此外,NDVI是植物葉面由紅光和近紅外2個波段合成計算得到的植被指數[7],主要反映植物葉片的綠度,與光合作用密切相關.樹輪寬度反映樹木徑向生長狀況,主要取決于光合作用與呼吸作用所產生的部分碳水化合物[34],另一部分碳水化合物用于根、莖、葉生長發育以及呼吸作用等.森林冠層生長與徑向生長之間存在聯系,例如當干旱發生時,樹木徑向生長與冠層生長減退,表現出較好的一致性.賀蘭山地區植被生長最差的時段是1922~1933年,造成植被生長下降的主要原因是降水的減少和持續的干旱,該極端干旱事件已被較多研究結果所證實[37-39].此外,1982年左右賀蘭山地區出現了極端干旱事件,但NDVI對干旱的響應存在滯后性,體現了樹木對極端干旱的“遺留效應”[40].陳峰等[33]在賀蘭山地區發現油松生長主要受水分的限制,我們通過對比分析多氣候序列指標,同樣發現該地區植被生長受干旱條件的控制,降水是影響樹木徑向生長的主要原因.
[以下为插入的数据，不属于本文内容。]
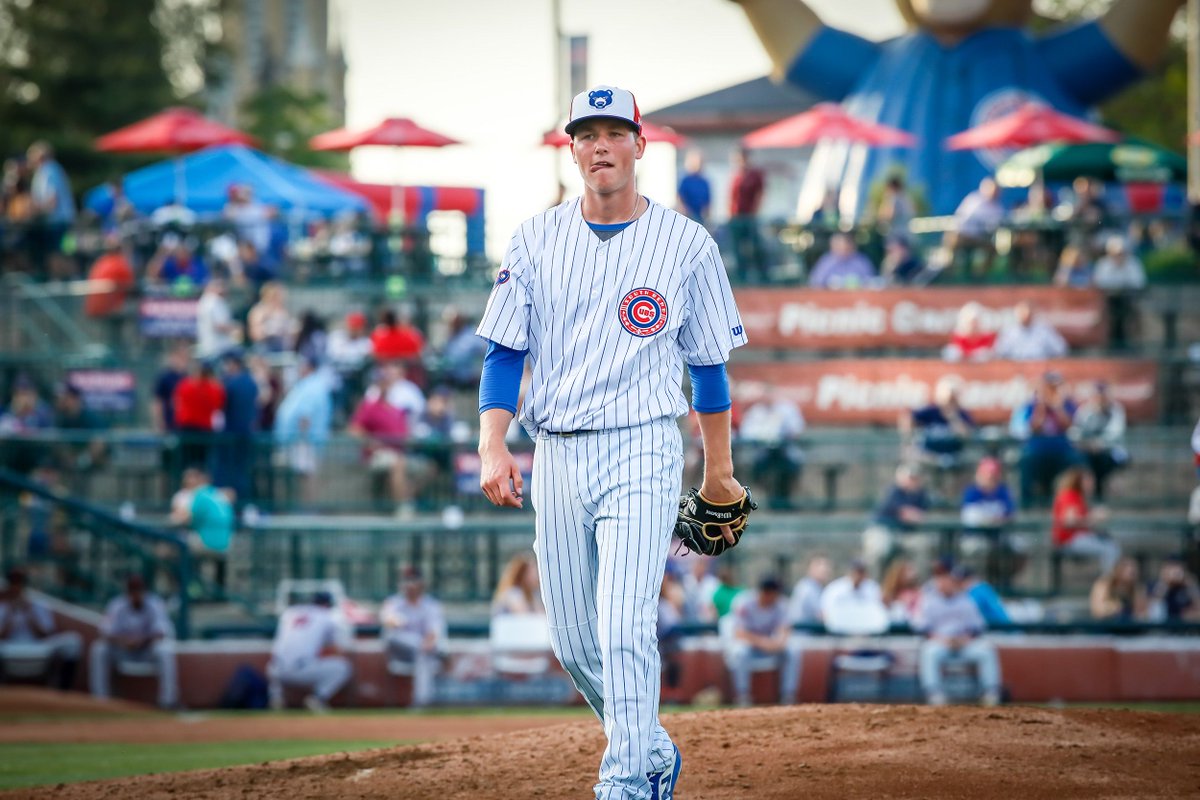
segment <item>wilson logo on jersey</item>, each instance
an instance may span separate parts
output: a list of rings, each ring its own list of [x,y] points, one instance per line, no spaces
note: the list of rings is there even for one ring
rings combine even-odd
[[[667,325],[667,301],[654,289],[634,289],[622,297],[617,317],[634,336],[654,336]]]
賀蘭山地區植被類型主要為林地和草地,生長季在5~9月,分類后林地NDVI值高于草地NDVI,且林地NDVI和樹輪年表的相關系數高于草地NDVI與樹輪年表的相關系數.兩者NDVI的差異可能與植被類型、葉片形狀、葉綠素和水分的含量等因素有關[41-42],葉綠素對藍色(470 nm)和紅色(670 nm)波段最為敏感,葉綠素作為主要的吸光物質,直接影響到植物光合作用的光能利用效率,含量越低,藍、紅波段吸收減弱,可見光波段反射率升高近紅外反射率減弱,反之葉綠素含量越多,藍、紅波段吸收增強,可見光波段反射率降低,近紅外反射率增強[35],且近乎所有的近紅外輻射由于被散射掉而很少被吸收.楊紅飛等[43]發現不同植被類型反射光譜曲線形態和特征不同,造成林地和草地冠層光譜反射差異較大.賀蘭山地區樹木在夏季冠層茂密,地面生物量大,相對葉綠素含量較高;該地區草地稀疏,地面生物量低,葉綠素含量和水分含量較低.李明明在賀蘭山地區通過提取NDVI中不同植被冠層物候與油松形成層物候進行分析后發現[44],NDVI中林地、草地的物候參數存在差異,林地的植被結束生長時間受8月最低溫影響顯著,草地則不顯著.這也說明了不同植被類型對溫度的不同敏感度,也說明不同植被NDVI所包含的植被信息可能存在差異.因此不同植被的生理過程存在差異,例如林地和草地的根系深淺不同,且對環境因子的變化敏感度也存在差異[45].將林地NDVI單獨提取后,樹輪年表與林地的NDVI相關性有所上升,揭示了考慮不同植被類型對重建NDVI的必要性.

4 結論

根據賀蘭山1998~2018年間林地NDVI數據與樹輪年表的分析結果,驗證了植被類型對NDVI重建產生影響.對比分析草地、林地以及未分類的NDVI與樹輪年表的相關性結果表明,分類后的林地NDVI能更好的表示樹木生長信號.根據林地NDVI與樹輪年表重建1920~2018年6~8月林地NDVI的變化序列,顯示在過去的98 a樹木生長狀況波動較大,受20世紀20至30年代持續干旱事件的影響,該地區林地生長狀況較差;20世紀40至80年代降水增加樹木生長狀況較好;20世紀80年代至今生長基本保持穩定狀態.這種樹木生長狀況的變化受局地的水分狀況影響,極端干旱事件的“遺留效應”影響樹木徑向生長.本研究證實了不同植被類型會影響NDVI中樹木生長信號的反映,并為基于樹木年輪重建NDVI的研究提供參考依據.